Many web applications ask the person doing the installation to fill in a few configuration settings. These are often important pieces of information that tell the web app about the environment in which it will operate, and how the administrator would like the application to behave. It is not unheard-of to ask the person to edit some code – perhaps an initialization file – in order to input this information. When this is the case, I recommend that you keep the amount of code edited by the user to a minimum and try make your web application as intelligent as possible when it comes to discerning configuration and environment settings.

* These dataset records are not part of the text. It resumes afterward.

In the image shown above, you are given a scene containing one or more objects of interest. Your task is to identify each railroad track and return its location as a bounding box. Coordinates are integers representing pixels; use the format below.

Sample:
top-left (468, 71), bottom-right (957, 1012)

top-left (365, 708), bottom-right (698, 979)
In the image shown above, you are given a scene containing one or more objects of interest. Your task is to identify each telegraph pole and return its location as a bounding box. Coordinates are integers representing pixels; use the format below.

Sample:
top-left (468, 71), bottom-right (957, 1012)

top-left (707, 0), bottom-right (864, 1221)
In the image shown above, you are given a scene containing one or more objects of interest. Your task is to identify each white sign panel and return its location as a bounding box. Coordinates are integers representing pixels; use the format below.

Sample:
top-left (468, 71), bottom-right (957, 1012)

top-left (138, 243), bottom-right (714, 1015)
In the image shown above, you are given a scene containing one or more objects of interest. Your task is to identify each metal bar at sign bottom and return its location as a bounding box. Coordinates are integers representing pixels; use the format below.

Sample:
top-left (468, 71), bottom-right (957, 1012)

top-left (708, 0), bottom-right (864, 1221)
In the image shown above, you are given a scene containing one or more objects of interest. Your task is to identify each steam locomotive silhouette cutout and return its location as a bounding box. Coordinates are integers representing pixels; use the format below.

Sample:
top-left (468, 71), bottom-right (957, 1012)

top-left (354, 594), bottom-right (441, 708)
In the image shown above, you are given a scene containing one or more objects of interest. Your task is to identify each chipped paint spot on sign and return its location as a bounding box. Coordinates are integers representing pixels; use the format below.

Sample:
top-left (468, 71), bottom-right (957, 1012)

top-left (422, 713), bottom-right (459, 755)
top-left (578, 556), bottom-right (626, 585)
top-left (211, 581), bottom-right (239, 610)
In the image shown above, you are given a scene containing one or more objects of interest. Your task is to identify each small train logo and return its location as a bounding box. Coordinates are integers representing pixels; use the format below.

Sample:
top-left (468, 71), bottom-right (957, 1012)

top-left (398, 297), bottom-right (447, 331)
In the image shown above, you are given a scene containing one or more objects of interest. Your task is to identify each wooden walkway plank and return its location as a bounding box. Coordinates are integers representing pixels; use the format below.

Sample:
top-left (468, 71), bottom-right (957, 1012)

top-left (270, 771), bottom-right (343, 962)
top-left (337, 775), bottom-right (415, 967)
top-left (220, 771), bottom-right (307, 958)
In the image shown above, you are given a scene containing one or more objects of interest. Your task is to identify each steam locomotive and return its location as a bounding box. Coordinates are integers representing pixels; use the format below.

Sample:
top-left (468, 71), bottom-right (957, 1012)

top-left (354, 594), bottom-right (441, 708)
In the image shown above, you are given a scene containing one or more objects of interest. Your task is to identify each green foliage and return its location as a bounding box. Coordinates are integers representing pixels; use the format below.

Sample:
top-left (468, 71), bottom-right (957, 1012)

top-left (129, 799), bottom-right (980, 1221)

One of the most common configuration settings that a web application will ask for is the path to its base (or “root”) directory. This helps the application locate other vital components, such as templates, code libraries, and data files. PHP has a built-in function called dirname that makes it very easy for your web app to automatically figure out its own base directory.
How to use the dirname function
I like to use dirname in conjunction with the constant __FILE__ to figure out the script or application’s base directory. The magical constant __FILE__ (”file” in upper case, both preceded and followed by two underscores) gives the location of the PHP script. This constant is especially helpful in included or required scripts, because it gives the location of the PHP script file in which it lives, rather than the location of the script that issued the include or require directive. Pass __FILE__ to the dirname function, and you get back the directory in which your script is located.
Example
Here is a screenshot of a common directory layout I utilize when building a web application in PHP:
I can place define('MY_PATH', dirname(dirname(__FILE__))); in init.inc.php, and the constant MY_PATH would then hold the path to the base directory of my web application (”mysite”). Any PHP script that includes or requires that initialization file can then use the MY_PATH constant to refer to other files throughout the web application’s directory structure.